G. La Mura, G. Mulas, G. Aresu, M. A. Iatì, C. Cecchi-Pestellini, S. Rezaei, R. Saija

Electromagnetic scattering and absorption by material particles is a fundamental physical problem with a broad range of applications, going from laboratory experiments, biology and material sciences, all the way up to environmental studies and astrophysical investigations. In spite of its primary importance, an exact theoretical treatment is only possible for a limited range of ideal cases, while realistic situations require the development of numerical solutions. In the course of the years, several techniques were developed to model the effects of scattering and absorption in more general cases, using approaches such as the Discrete Dipole Approximation (DDA), the Finite Difference Time Domain (FDTD) method, the Transition Matrix formalism (T-matrix) or the Mean Field Theory (MFT).

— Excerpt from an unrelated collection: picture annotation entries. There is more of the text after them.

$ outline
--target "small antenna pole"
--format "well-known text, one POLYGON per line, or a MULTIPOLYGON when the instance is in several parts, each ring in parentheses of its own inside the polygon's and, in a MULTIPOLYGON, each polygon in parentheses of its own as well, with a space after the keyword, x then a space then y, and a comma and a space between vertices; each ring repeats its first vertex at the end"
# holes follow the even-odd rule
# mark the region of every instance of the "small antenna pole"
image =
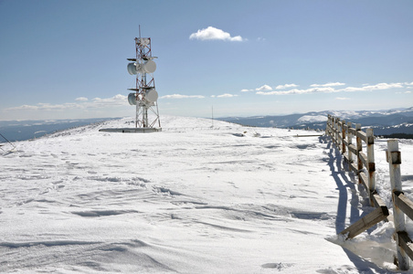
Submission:
POLYGON ((214 106, 212 106, 212 116, 211 116, 211 121, 212 121, 212 128, 214 128, 214 106))

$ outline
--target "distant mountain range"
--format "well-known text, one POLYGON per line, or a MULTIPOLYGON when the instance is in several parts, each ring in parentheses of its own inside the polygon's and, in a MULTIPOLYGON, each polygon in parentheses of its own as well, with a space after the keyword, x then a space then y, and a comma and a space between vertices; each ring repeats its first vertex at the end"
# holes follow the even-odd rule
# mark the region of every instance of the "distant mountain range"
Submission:
POLYGON ((38 138, 58 131, 88 125, 115 118, 47 120, 47 121, 0 121, 0 142, 24 141, 38 138))
POLYGON ((217 120, 257 127, 325 130, 328 114, 353 124, 360 123, 362 128, 373 128, 376 136, 413 134, 413 107, 376 111, 325 111, 281 116, 226 117, 217 120))

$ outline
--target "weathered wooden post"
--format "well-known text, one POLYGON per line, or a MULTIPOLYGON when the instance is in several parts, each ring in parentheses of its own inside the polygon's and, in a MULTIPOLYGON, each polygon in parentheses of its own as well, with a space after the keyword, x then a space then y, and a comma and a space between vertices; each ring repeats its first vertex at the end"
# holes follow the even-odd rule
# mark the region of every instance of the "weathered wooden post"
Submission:
POLYGON ((387 141, 387 157, 390 170, 390 184, 393 197, 393 216, 396 228, 396 241, 397 244, 397 249, 398 269, 401 270, 408 270, 409 267, 408 257, 405 250, 401 248, 398 237, 400 233, 406 231, 405 215, 395 203, 396 193, 400 193, 402 191, 400 174, 401 155, 400 152, 398 151, 398 140, 391 139, 387 141))
MULTIPOLYGON (((347 122, 347 130, 351 129, 352 127, 352 122, 349 121, 347 122)), ((353 144, 353 134, 351 133, 350 131, 348 131, 347 133, 347 145, 350 146, 350 144, 353 144)), ((351 170, 351 164, 353 163, 353 153, 350 150, 350 148, 348 149, 348 169, 351 170)))
MULTIPOLYGON (((338 150, 341 150, 342 148, 342 121, 340 118, 337 118, 337 146, 338 150)), ((343 153, 343 152, 342 152, 343 153)))
MULTIPOLYGON (((327 124, 325 125, 325 135, 330 135, 330 124, 332 122, 332 116, 328 114, 327 116, 327 124)), ((331 135, 330 135, 331 136, 331 135)))
POLYGON ((355 142, 357 145, 357 174, 358 174, 358 183, 361 183, 360 179, 360 171, 363 169, 363 162, 360 157, 360 152, 363 150, 362 139, 358 136, 357 132, 361 131, 361 124, 355 124, 355 142))
POLYGON ((344 140, 345 140, 345 120, 343 120, 342 121, 342 137, 343 137, 343 140, 342 140, 342 144, 343 144, 343 149, 342 149, 342 153, 344 154, 344 153, 345 153, 345 142, 344 142, 344 140))
POLYGON ((365 130, 367 136, 368 189, 376 191, 375 135, 373 129, 365 130))

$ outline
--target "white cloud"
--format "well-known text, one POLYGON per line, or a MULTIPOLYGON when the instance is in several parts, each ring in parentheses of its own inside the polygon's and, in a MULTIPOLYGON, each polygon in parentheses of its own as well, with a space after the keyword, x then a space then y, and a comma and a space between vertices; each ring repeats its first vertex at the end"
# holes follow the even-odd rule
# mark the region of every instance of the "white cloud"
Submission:
POLYGON ((370 85, 370 86, 364 86, 362 88, 355 88, 355 87, 348 87, 343 90, 340 90, 339 91, 369 91, 369 90, 388 90, 388 89, 394 89, 394 88, 403 88, 403 84, 401 83, 379 83, 376 85, 370 85))
POLYGON ((183 94, 170 94, 160 97, 160 99, 203 99, 205 96, 202 95, 183 95, 183 94))
POLYGON ((296 84, 285 84, 285 85, 278 85, 277 87, 275 87, 275 90, 284 90, 287 88, 297 88, 298 85, 296 84))
POLYGON ((224 93, 221 95, 217 95, 217 98, 232 98, 232 97, 237 97, 238 95, 235 94, 229 94, 229 93, 224 93))
POLYGON ((75 99, 75 100, 78 101, 87 101, 88 99, 86 97, 78 97, 77 99, 75 99))
MULTIPOLYGON (((287 95, 287 94, 308 94, 308 93, 332 93, 332 92, 354 92, 354 91, 371 91, 371 90, 389 90, 389 89, 397 89, 397 88, 405 88, 404 85, 408 85, 409 83, 378 83, 376 85, 363 85, 362 87, 347 87, 344 89, 335 89, 335 86, 344 85, 344 83, 335 82, 335 83, 327 83, 323 85, 313 84, 311 85, 312 88, 298 90, 292 89, 289 90, 274 90, 266 92, 265 90, 257 89, 258 92, 256 94, 259 95, 287 95)), ((290 84, 292 86, 294 84, 290 84)), ((279 87, 286 87, 289 85, 283 85, 279 87)), ((408 89, 409 87, 407 87, 408 89)), ((276 88, 276 90, 278 87, 276 88)))
POLYGON ((312 84, 310 87, 337 87, 337 86, 344 86, 345 85, 344 83, 340 83, 340 82, 335 82, 335 83, 326 83, 326 84, 323 84, 323 85, 319 85, 319 84, 312 84))
POLYGON ((193 33, 189 36, 190 39, 196 40, 224 40, 224 41, 236 41, 242 42, 245 39, 240 36, 231 37, 231 35, 228 32, 223 31, 222 29, 208 26, 206 28, 198 29, 197 32, 193 33))
POLYGON ((257 90, 257 91, 272 90, 272 88, 270 87, 269 85, 263 85, 263 86, 260 86, 259 88, 255 89, 255 90, 257 90))
POLYGON ((330 92, 337 92, 333 88, 312 88, 306 90, 298 90, 293 89, 290 90, 282 90, 282 91, 270 91, 270 92, 263 92, 258 91, 256 94, 259 95, 288 95, 288 94, 307 94, 307 93, 330 93, 330 92))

Among these possibilities, the T-matrix approach grants the highest degree of flexibility in modeling aggregates of spherically symmetric particles with arbitrary overall morphology and composition, but its application has been limited by the challenging computational requirements of the method in realistic cases. This paper describes the Nano-Particle Transition Matrix Code project (NP_TMcode), a new implementation of the T-matrix formalism that, taking advantage of high performance parallel hardware architectures, allows the solution of increasingly complex models, while substantially reducing the computing time. The paper describes the code structure, with a particular focus on the algorithm optimization, and it presents the results of the performance analysis for a set of development applications.